Recurrent Pregnancy Loss: Causes, Testing, and Hope
Two or more miscarriages is devastating. Understanding why it happens — and knowing that most couples with recurrent loss do eventually have a successful pregnancy — can help you navigate what comes next.
Recurrent pregnancy loss (RPL) affects 1–3% of couples. The most common cause is chromosomal abnormality in the embryo (50–60% of cases). Even after 3 losses, the probability of a successful next pregnancy is approximately 60–75%.
When Is It “Recurrent”?
The ASRM defines recurrent pregnancy loss as two or more clinical pregnancy losses. Previously, the threshold was three, but guidelines now recommend evaluation after two consecutive losses.
Causes of Recurrent Loss
Chromosomal Abnormalities (50–60%)
The most common cause by far. Random errors during egg or sperm division produce embryos with the wrong number of chromosomes (aneuploidy). These embryos may implant but cannot develop normally. This is age-related — the risk increases significantly after 35.
Uterine Abnormalities (10–15%)
Structural issues like a septate uterus (a fibrous wall dividing the cavity), fibroids distorting the cavity, or intrauterine adhesions (Asherman syndrome) can prevent implantation or disrupt early pregnancy. Many of these are surgically correctable.

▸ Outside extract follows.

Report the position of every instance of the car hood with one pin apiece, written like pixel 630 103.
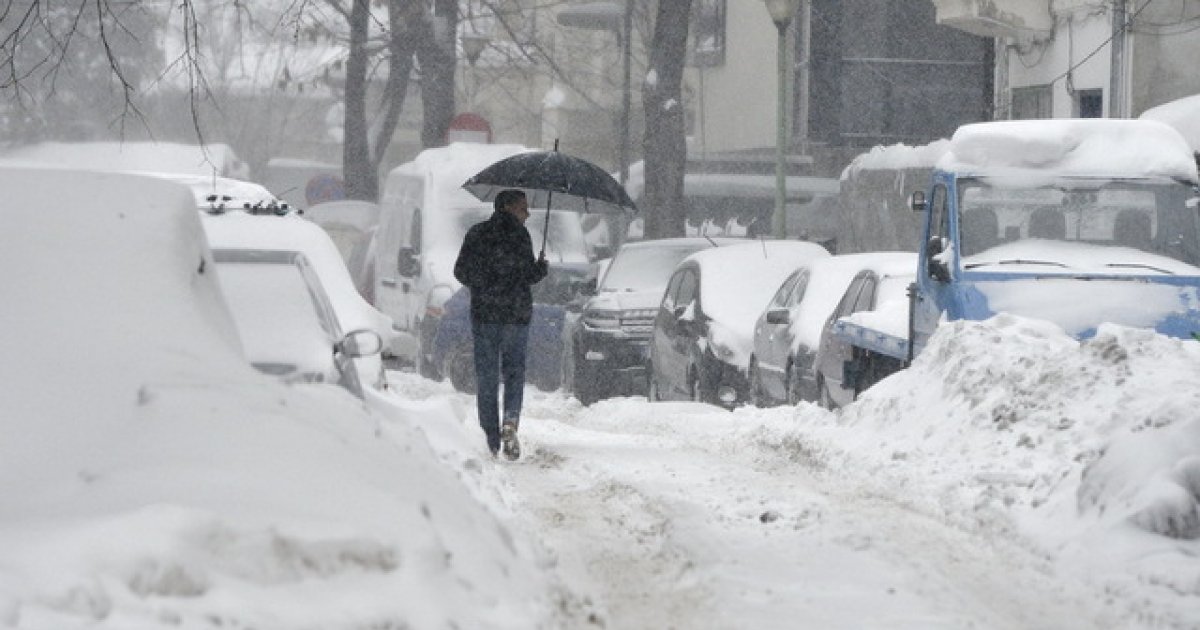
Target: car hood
pixel 625 300
pixel 1169 305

Antiphospholipid Syndrome (5–15%)
An autoimmune disorder where the body produces antibodies that increase blood clotting in the placental blood supply. Diagnosed through anticardiolipin antibodies, lupus anticoagulant, and beta-2 glycoprotein I tests. Treatable with low-dose aspirin and heparin during pregnancy.

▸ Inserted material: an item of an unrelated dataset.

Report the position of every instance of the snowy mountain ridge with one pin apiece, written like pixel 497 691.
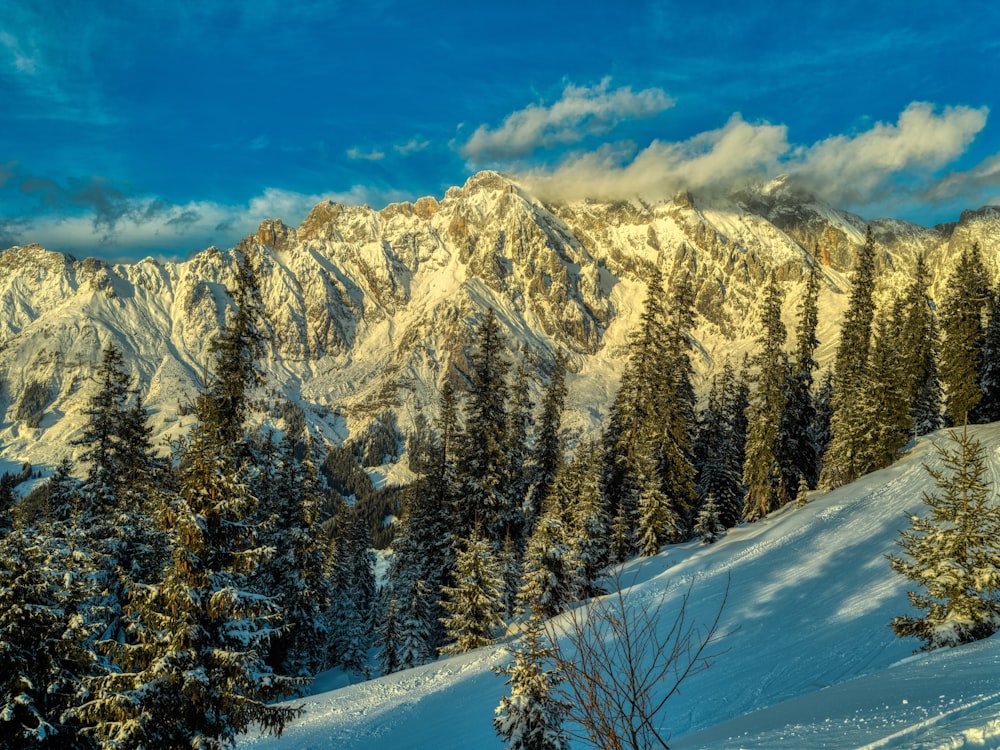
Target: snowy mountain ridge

Thyroid Dysfunction (5–10%)
Both hypothyroidism and thyroid autoimmunity (elevated TPO antibodies) are associated with increased miscarriage risk. A TSH target of 2.5 mIU/L or below is recommended for conception and early pregnancy. Treatment with levothyroxine is simple and effective.
Unexplained (25–50%)
Even after comprehensive evaluation, no cause is identified in a significant percentage of cases. The good news: unexplained RPL has the best prognosis. With supportive care alone, 60–75% of women with unexplained RPL will have a successful next pregnancy.
The RPL Workup
| Test | What It Evaluates |
|---|---|
| Karyotype (both partners) | Parental chromosomal rearrangements (balanced translocation) |
| Antiphospholipid antibodies | Autoimmune clotting risk |
| Thyroid panel + TPO antibodies | Thyroid function and autoimmunity |
| Uterine imaging (SHG or hysteroscopy) | Structural abnormalities |
| Progesterone (mid-luteal) | Luteal phase support adequacy |
PGT-A: A Prevention Strategy
Preimplantation genetic testing for aneuploidy (PGT-A) through IVF can screen embryos for chromosomal abnormalities before transfer. For couples with RPL where the primary cause is embryo aneuploidy, transferring only chromosomally normal embryos significantly reduces miscarriage rates. This is especially valuable for women over 35 where aneuploidy rates are highest.
Even after three consecutive miscarriages with no identified cause, the probability of a successful next pregnancy is approximately 60–75%. Recurrent loss is heartbreaking, but the odds are still in your favor.